Los objetivos presupuestarios actuales, incluidos los objetivos revisados de España y Portugal, parecen garantizar una política fiscal global correcta en la Unión Europea (UE) , dijo.

Pero resulta evidente que hay que avanzar de manera más decidida en el programa estructural , agregó.

El comisario indicó que los ministros de Economía de la UE deberán entablar un debate profundo sobre la situación financiera del bloque y hacer nuevas recomendaciones durante una reunión que tienen prevista para julio próximo.

Fueron respaldados también el avance en consolidación fiscal de Bélgica, República Checa, Alemania, Irlanda, Francia, Italia, Holanda, Austria, Eslovenia y Eslovaquia.

Además, la CE inició medidas disciplinarias contra Chipre, Dinamarca y Finlandia por concluir que sus déficit pasarán este año el límite de 3.0% del PIB, como lo dicta el Pacto de Estabilidad.

Francia y Alemania forman un frente común

Por su parte, el presidente francés, Nicolas Sarkozy, cedió a las demandas de Alemania para endurecer las normas presupuestarias en Europa.
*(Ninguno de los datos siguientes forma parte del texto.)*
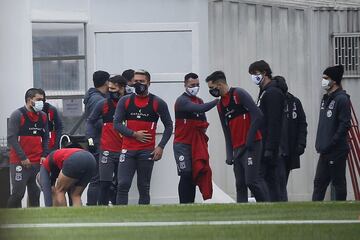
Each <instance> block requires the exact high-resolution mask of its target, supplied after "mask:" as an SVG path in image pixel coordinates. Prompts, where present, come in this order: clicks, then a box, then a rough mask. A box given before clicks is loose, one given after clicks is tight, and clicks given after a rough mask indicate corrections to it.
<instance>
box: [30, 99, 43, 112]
mask: <svg viewBox="0 0 360 240" xmlns="http://www.w3.org/2000/svg"><path fill="white" fill-rule="evenodd" d="M32 108H33V109H34V111H35V112H40V111H42V110H43V108H44V101H42V100H40V101H34V105H33V106H32Z"/></svg>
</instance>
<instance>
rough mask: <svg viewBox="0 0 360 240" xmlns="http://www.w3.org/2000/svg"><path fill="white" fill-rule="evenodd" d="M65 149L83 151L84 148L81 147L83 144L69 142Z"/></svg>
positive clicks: (65, 146)
mask: <svg viewBox="0 0 360 240" xmlns="http://www.w3.org/2000/svg"><path fill="white" fill-rule="evenodd" d="M64 148H81V149H84V148H83V146H81V144H80V143H77V142H68V143H65V146H64Z"/></svg>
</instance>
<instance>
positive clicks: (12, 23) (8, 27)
mask: <svg viewBox="0 0 360 240" xmlns="http://www.w3.org/2000/svg"><path fill="white" fill-rule="evenodd" d="M0 73H1V80H0V82H1V87H0V137H6V119H7V118H8V117H9V116H10V114H11V113H12V112H13V111H14V110H15V109H16V108H18V107H21V106H23V105H24V104H25V102H24V101H25V100H24V95H25V91H26V90H27V89H28V88H30V87H32V83H33V82H32V74H33V73H32V43H31V22H30V0H24V1H11V0H3V1H0Z"/></svg>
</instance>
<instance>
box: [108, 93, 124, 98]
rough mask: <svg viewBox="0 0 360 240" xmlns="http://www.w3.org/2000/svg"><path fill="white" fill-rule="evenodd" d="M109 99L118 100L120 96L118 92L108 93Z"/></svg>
mask: <svg viewBox="0 0 360 240" xmlns="http://www.w3.org/2000/svg"><path fill="white" fill-rule="evenodd" d="M109 95H110V98H111V99H114V100H119V99H120V97H121V95H120V93H119V92H109Z"/></svg>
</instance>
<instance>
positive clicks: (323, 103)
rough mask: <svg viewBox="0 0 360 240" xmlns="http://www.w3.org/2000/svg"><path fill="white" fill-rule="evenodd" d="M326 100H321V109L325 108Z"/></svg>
mask: <svg viewBox="0 0 360 240" xmlns="http://www.w3.org/2000/svg"><path fill="white" fill-rule="evenodd" d="M324 105H325V102H324V100H322V101H321V109H324Z"/></svg>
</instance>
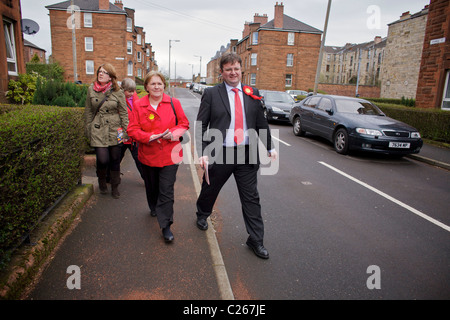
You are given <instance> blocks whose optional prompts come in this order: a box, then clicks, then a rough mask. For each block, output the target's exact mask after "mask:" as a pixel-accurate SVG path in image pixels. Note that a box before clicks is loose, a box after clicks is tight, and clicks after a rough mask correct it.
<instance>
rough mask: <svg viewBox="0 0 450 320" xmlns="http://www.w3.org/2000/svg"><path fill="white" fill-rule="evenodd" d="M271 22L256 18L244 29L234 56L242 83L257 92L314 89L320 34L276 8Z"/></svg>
mask: <svg viewBox="0 0 450 320" xmlns="http://www.w3.org/2000/svg"><path fill="white" fill-rule="evenodd" d="M274 16H275V17H274V19H273V20H271V21H268V17H267V15H258V14H255V16H254V19H253V22H250V23H246V24H245V25H244V31H243V33H242V39H241V40H240V41H238V42H237V44H236V53H237V54H239V55H240V56H241V58H242V63H243V75H242V82H244V83H246V84H249V85H252V86H255V87H257V88H259V89H267V90H278V91H285V90H287V89H304V88H313V87H314V82H315V76H316V68H317V61H318V59H319V51H320V42H321V35H322V31H320V30H318V29H316V28H313V27H311V26H309V25H307V24H305V23H303V22H301V21H298V20H296V19H294V18H291V17H289V16H287V15H285V14H284V5H283V3H282V2H281V4H278V2H277V3H276V4H275V15H274Z"/></svg>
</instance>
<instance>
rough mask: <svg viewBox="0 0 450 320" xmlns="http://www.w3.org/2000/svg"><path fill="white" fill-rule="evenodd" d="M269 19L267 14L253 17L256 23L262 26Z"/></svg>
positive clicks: (264, 14)
mask: <svg viewBox="0 0 450 320" xmlns="http://www.w3.org/2000/svg"><path fill="white" fill-rule="evenodd" d="M268 20H269V18H268V17H267V14H263V15H260V14H258V13H255V16H254V17H253V22H254V23H260V24H261V25H265V24H266V23H267V21H268Z"/></svg>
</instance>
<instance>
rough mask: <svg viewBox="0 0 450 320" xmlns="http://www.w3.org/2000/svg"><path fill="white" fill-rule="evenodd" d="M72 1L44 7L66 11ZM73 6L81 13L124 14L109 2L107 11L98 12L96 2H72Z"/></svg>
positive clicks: (55, 4) (92, 0)
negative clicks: (106, 12) (122, 13)
mask: <svg viewBox="0 0 450 320" xmlns="http://www.w3.org/2000/svg"><path fill="white" fill-rule="evenodd" d="M71 2H72V1H70V0H69V1H63V2H59V3H55V4H51V5H48V6H45V8H47V9H48V10H51V9H54V10H66V9H67V8H68V7H69V6H70V5H71ZM73 4H74V5H75V6H77V7H79V8H80V10H81V11H101V12H113V13H126V12H125V10H122V9H120V8H119V7H117V6H115V5H113V4H112V3H111V2H110V3H109V10H107V11H105V10H99V7H98V1H93V0H73Z"/></svg>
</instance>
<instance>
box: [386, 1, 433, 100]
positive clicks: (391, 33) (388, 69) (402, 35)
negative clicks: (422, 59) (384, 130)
mask: <svg viewBox="0 0 450 320" xmlns="http://www.w3.org/2000/svg"><path fill="white" fill-rule="evenodd" d="M427 16H428V6H425V8H424V9H423V10H421V11H420V12H417V13H415V14H410V13H409V11H408V12H405V13H403V14H402V16H401V17H400V19H399V20H397V21H394V22H392V23H390V24H388V26H389V29H388V36H387V43H386V48H385V58H384V63H383V66H382V68H381V79H382V83H381V97H382V98H396V99H400V98H402V97H405V98H415V97H416V90H417V81H418V78H419V69H420V63H421V59H422V48H423V41H424V37H425V28H426V24H427Z"/></svg>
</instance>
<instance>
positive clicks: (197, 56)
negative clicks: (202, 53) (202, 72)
mask: <svg viewBox="0 0 450 320" xmlns="http://www.w3.org/2000/svg"><path fill="white" fill-rule="evenodd" d="M194 57H197V58H200V73H199V76H200V82H201V80H202V57H201V56H196V55H194Z"/></svg>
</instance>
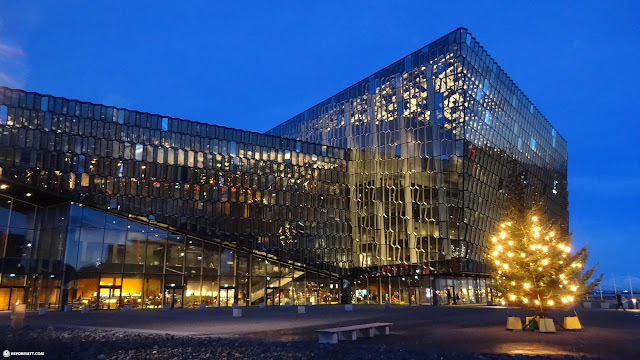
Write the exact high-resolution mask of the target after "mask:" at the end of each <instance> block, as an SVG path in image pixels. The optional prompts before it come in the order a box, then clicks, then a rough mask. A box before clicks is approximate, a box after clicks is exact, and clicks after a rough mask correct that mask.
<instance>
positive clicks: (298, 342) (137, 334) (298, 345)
mask: <svg viewBox="0 0 640 360" xmlns="http://www.w3.org/2000/svg"><path fill="white" fill-rule="evenodd" d="M0 349H1V350H5V349H6V350H10V351H44V353H45V356H37V357H34V358H39V359H43V358H44V359H132V360H133V359H135V360H138V359H220V360H224V359H278V360H280V359H282V360H285V359H335V360H337V359H384V360H388V359H393V360H401V359H429V360H436V359H437V360H453V359H487V360H489V359H523V360H524V359H526V360H533V359H537V360H545V359H575V358H574V357H571V356H565V357H560V358H557V357H550V356H524V355H514V356H511V355H501V354H478V353H438V352H414V351H405V350H403V349H401V348H398V347H391V346H384V345H373V346H372V345H363V344H358V343H357V342H355V343H352V342H339V343H338V344H337V345H324V344H323V345H321V344H317V343H310V342H290V343H285V342H264V341H256V340H249V339H244V338H212V337H186V336H173V335H150V334H138V333H131V332H116V331H105V330H93V329H65V328H55V329H54V328H52V327H49V328H47V329H30V328H28V327H25V328H24V329H22V330H17V331H16V330H13V329H11V328H9V327H5V328H4V329H3V328H0ZM20 358H22V359H24V358H27V357H26V356H21V357H20ZM579 359H581V360H588V359H593V358H590V357H586V356H583V357H581V358H579Z"/></svg>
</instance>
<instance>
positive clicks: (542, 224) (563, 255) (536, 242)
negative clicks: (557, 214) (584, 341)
mask: <svg viewBox="0 0 640 360" xmlns="http://www.w3.org/2000/svg"><path fill="white" fill-rule="evenodd" d="M514 193H515V196H507V206H506V208H505V210H504V211H503V213H502V221H500V222H499V223H498V224H497V228H496V231H495V233H494V235H492V236H491V237H490V239H491V246H489V248H488V249H487V251H486V252H485V256H486V257H487V258H488V260H489V262H488V264H489V266H490V269H491V273H492V275H493V278H494V283H493V285H494V288H495V289H496V290H497V291H498V292H499V294H501V296H502V299H501V301H508V302H509V303H511V304H515V305H518V306H522V307H525V308H530V309H533V310H536V311H537V312H538V314H539V315H544V313H545V311H546V310H549V309H553V308H568V307H571V306H573V305H574V302H575V299H580V298H581V297H582V296H583V295H584V294H586V293H588V292H589V291H590V290H591V289H592V288H593V287H595V286H596V285H597V284H598V283H599V281H600V279H601V278H602V275H600V277H598V278H597V279H595V280H594V281H591V282H590V281H589V279H590V278H591V276H592V275H593V273H594V271H595V266H594V267H592V268H590V269H588V270H585V269H583V264H585V263H586V260H587V256H588V252H587V249H586V246H585V247H583V248H582V249H580V250H578V251H576V252H575V253H573V254H571V241H572V235H571V233H569V232H568V231H567V230H566V228H565V227H563V226H561V225H559V224H557V223H554V222H552V221H550V220H549V218H548V217H547V215H546V214H545V213H544V211H543V210H542V206H541V205H539V204H538V205H533V206H526V203H533V202H528V201H525V200H524V199H525V197H524V195H523V193H524V191H523V190H522V189H516V190H515V191H513V190H512V191H511V194H514ZM507 194H509V191H507ZM518 195H519V196H518ZM514 255H519V256H514Z"/></svg>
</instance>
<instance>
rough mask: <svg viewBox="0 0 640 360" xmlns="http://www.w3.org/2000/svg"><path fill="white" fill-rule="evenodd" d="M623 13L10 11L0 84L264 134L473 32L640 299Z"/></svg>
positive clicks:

Tras conversar en Berlín con la canciller alemana Angela Merkel, Sarkozy aceptó una propuesta de Alemania para que a los países de la zona euro que violen reiteradamente los límites de déficit fiscal se le puedan suspender sus derechos de votación en el bloque, aun cuando esto implique cambiar el tratado de la UE.

El Mandatario también cedió a la propuesta alemana respecto de que un gobierno económico más cercano debería involucrar a todos los 27 miembros de la Unión Europea y no sólo a los 16 países que pertenecen a la zona euro, como pretendía Francia.